Adhering to established security best practices is essential for safeguarding software development environments, playing a critical role in preventing the types of serious attack scenarios described in this blog entry. To mitigate potential risks, defenders should apply security protocols such as:
- Implement fine-grained access token permissions. This minimizes the risk of lateral movement and privilege escalation by ensuring each token is limited strictly to only necessary actions.
- Split storage services per use case. By assigning different storage services to specific functions or teams, organizations can better control access and limit the exposure of sensitive data if a particular service is compromised.

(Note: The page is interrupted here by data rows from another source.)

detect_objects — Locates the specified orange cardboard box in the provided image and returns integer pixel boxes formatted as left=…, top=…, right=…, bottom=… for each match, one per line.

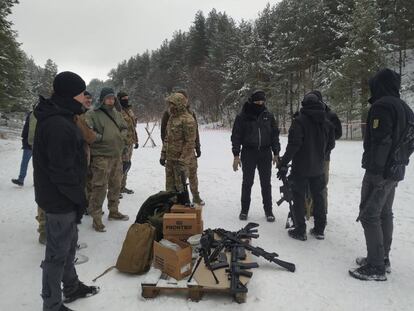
left=171, top=204, right=203, bottom=224
left=153, top=239, right=192, bottom=280
left=163, top=213, right=202, bottom=236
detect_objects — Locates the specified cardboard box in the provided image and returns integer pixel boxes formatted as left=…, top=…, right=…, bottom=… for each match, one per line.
left=171, top=204, right=203, bottom=224
left=153, top=239, right=192, bottom=280
left=163, top=213, right=203, bottom=236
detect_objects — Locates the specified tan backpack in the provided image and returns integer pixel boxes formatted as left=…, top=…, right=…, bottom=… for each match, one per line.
left=93, top=223, right=156, bottom=282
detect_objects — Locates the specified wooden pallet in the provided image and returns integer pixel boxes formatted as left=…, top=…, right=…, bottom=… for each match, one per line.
left=141, top=283, right=247, bottom=303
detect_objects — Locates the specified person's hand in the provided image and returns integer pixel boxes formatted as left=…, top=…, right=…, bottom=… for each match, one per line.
left=272, top=154, right=280, bottom=167
left=276, top=166, right=289, bottom=179
left=160, top=158, right=165, bottom=166
left=233, top=156, right=241, bottom=172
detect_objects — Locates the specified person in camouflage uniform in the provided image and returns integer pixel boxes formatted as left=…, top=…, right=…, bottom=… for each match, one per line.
left=86, top=88, right=129, bottom=232
left=160, top=93, right=197, bottom=192
left=161, top=90, right=205, bottom=205
left=117, top=92, right=139, bottom=194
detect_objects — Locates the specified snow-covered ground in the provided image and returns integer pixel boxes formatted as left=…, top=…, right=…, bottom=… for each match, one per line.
left=0, top=125, right=414, bottom=311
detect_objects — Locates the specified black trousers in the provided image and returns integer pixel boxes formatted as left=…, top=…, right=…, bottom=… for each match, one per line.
left=41, top=212, right=79, bottom=311
left=291, top=175, right=326, bottom=233
left=359, top=172, right=398, bottom=266
left=241, top=148, right=272, bottom=215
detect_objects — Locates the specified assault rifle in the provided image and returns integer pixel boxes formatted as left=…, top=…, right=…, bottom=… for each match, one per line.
left=214, top=225, right=296, bottom=272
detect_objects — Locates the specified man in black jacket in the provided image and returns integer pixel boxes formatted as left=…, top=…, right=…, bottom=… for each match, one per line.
left=306, top=90, right=342, bottom=216
left=278, top=93, right=335, bottom=241
left=349, top=69, right=414, bottom=281
left=33, top=72, right=98, bottom=311
left=231, top=90, right=280, bottom=222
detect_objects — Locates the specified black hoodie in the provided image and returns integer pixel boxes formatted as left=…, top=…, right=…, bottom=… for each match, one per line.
left=280, top=103, right=335, bottom=177
left=231, top=102, right=280, bottom=156
left=362, top=69, right=413, bottom=180
left=33, top=95, right=86, bottom=216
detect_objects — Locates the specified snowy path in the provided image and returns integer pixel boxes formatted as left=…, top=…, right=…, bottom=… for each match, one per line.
left=0, top=126, right=414, bottom=311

- Separate customer data from the software supply chain. Keeping customer data isolated from development tools and processes prevents unintended access or leaks, safeguarding personal and sensitive information from supply chain risks.
- Monitor the usage of storage services and access tokens. Regular monitoring helps quickly identify anomalies, potential breaches, and unauthorized access so that remediation can be done with minimal impact.
- Incorporate DevSecOps standards into the CI/CD pipeline when using cloud services within software products. Integrating security checks and controls early in the development process ensures vulnerabilities are caught and mitigated before reaching production.
- Provide secure code snippets and establish secure defaults to support developers and AI in building secure applications. Making secure choices the default and providing vetted examples helps prevent the introduction of vulnerabilities due to oversight or lack of expertise.
- Follow security best practices throughout the development and deployment lifecycle. This includes practices such as regular patching, vulnerability management, and foundational security hygiene to ensure ongoing protection.